Curt Newton's picture

I share your sense, Rajesh,

I share your sense, Rajesh, that many countries like the U.S. take advantage of outsourcing manufacturing emissions to China and other developing countries.

Sad to witness simultaneous bragging about reducing national emissions and casting blame on one's production partners for their rapid emissions growth. But in terms of magnitude, I think outsourcing has so far mostly been a matter of pure cost economics (and global trade liberalization) moreso than a race to the environmental bottom.

Here's some actual research on emissions outsourcing. 

From Brad Plumer, "A closer look at how rich countries “outsource” their CO2 emissions to poorer ones," (Vox April 18, 2017):

  • "During the early 2000s, these “emissions transfers” were growing at a stunning pace, nearly 11 percent per year, as more and more Western manufacturing was shifting to Asia."
  • "In China, roughly 87 percent of the steel and 99 percent of the cement produced is consumed domestically. The vast bulk of the country’s climate pollution isn’t being driven by foreigners; it’s being driven by domestic growth. In fact, one notable trend in China is the outsourcing of emissions within the country’s own borders...China’s richer coastal provinces tended to consume a lot of goods made in the poorer inland provinces."

And from Yue Maggie Zhou, "When some US firms move production overseas, they also offshore their pollution" (The Conversation, May 18, 2017)

  • "One recent study calculates that 17 to 36 percent of four major air pollutants emitted in China come from production for export.

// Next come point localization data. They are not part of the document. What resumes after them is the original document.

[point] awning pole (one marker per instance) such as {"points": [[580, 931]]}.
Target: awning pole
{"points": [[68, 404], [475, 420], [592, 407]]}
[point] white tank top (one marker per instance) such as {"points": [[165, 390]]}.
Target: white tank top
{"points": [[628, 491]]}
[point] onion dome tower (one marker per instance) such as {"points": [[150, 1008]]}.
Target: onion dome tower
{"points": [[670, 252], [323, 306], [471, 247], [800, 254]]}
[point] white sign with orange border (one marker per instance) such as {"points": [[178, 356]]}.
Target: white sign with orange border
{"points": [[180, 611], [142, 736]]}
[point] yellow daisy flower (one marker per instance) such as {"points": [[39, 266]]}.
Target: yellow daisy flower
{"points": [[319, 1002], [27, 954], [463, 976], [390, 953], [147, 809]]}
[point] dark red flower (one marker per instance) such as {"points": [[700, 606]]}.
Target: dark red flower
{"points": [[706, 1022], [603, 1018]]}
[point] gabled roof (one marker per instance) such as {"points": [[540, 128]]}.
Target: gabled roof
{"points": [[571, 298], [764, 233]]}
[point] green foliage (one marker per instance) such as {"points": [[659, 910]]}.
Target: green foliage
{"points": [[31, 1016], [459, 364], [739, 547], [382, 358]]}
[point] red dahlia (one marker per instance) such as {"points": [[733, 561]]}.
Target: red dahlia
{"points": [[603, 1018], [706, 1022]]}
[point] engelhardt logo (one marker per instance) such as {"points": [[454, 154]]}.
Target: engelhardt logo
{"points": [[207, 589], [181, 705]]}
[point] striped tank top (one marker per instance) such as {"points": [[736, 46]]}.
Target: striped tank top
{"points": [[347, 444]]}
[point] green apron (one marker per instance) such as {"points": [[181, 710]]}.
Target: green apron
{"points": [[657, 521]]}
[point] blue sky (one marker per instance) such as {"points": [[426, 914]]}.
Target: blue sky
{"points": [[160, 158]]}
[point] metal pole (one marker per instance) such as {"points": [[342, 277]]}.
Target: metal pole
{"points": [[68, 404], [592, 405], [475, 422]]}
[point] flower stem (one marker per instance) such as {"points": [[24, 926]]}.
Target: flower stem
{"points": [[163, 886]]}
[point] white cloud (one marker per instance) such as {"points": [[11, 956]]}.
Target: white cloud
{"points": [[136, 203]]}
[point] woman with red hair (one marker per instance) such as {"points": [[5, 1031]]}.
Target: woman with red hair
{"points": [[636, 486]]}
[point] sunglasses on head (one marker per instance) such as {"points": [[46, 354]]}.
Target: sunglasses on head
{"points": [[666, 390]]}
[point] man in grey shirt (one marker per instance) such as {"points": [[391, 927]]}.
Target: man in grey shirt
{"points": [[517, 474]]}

Among these export-related emissions, about 21 percent come from the production of goods for the United States."

What to do about this? Many carbon pricing proposals include border taxes on the emissions footprint of imported goods, so that imported good don't get a free ride. But these adjustments are easier said than done. We have a long way to go to create trustworthy emissions footprint data about all our stuff, to say nothing of the political will needed to put carbon pricing policies in place.

Mark Brown's picture

This a very interesting angle

This a very interesting angle. Increased carbon output follows wherever manufacturing moves. As we offshore industrial production, we export externalities.

Something I found so surprising when I recently went back to Carter's so called "Crisis of Confidence" speech to the American People, was how different it sounded to my 2017 ears, compared to how it's been characterized by popular history.

My interpretation of this speech today  -- which is a very interesting 30 minutes to watch -- is that Carter was actually laying the groundwork for an American vision of energy independence and a sustainable future. The only "crisis of confidence" was that it was going to be a difficult transition. 

Hearing his words today -- and admittedly I'm cherry-picking here, because there's a lot of pushing coal throughout this speech to reduce dependence on middle eastern petroleum -- he sounds prescient (his plan gets unveiled at around 19:00 minutes):

"To give us energy security, I am asking for the most massive peacetime commitment of funds and resources in our nation’s history to develop America’s own alternative sources of fuel -- from coal, from oil shale, from plant products for gasohol, from unconventional gas, from the sun.

I propose the creation of an energy security corporation to lead this effort to replace two and a half million barrels of imported oil per day by 1990. The corporation will issue up to five billion dollars in energy bonds, and I especially want them to be in small denominations so average Americans can invest directly in America’s energy security.

Just as a similar synthetic rubber corporation helped us win World War II, so will we mobilize American determination and ability to win the energy war. Moreover, I will soon submit legislation to Congress calling for the creation of this nation’s first solar bank which will help us achieve the crucial goal of twenty percent of our energy coming from solar power by the year 2000.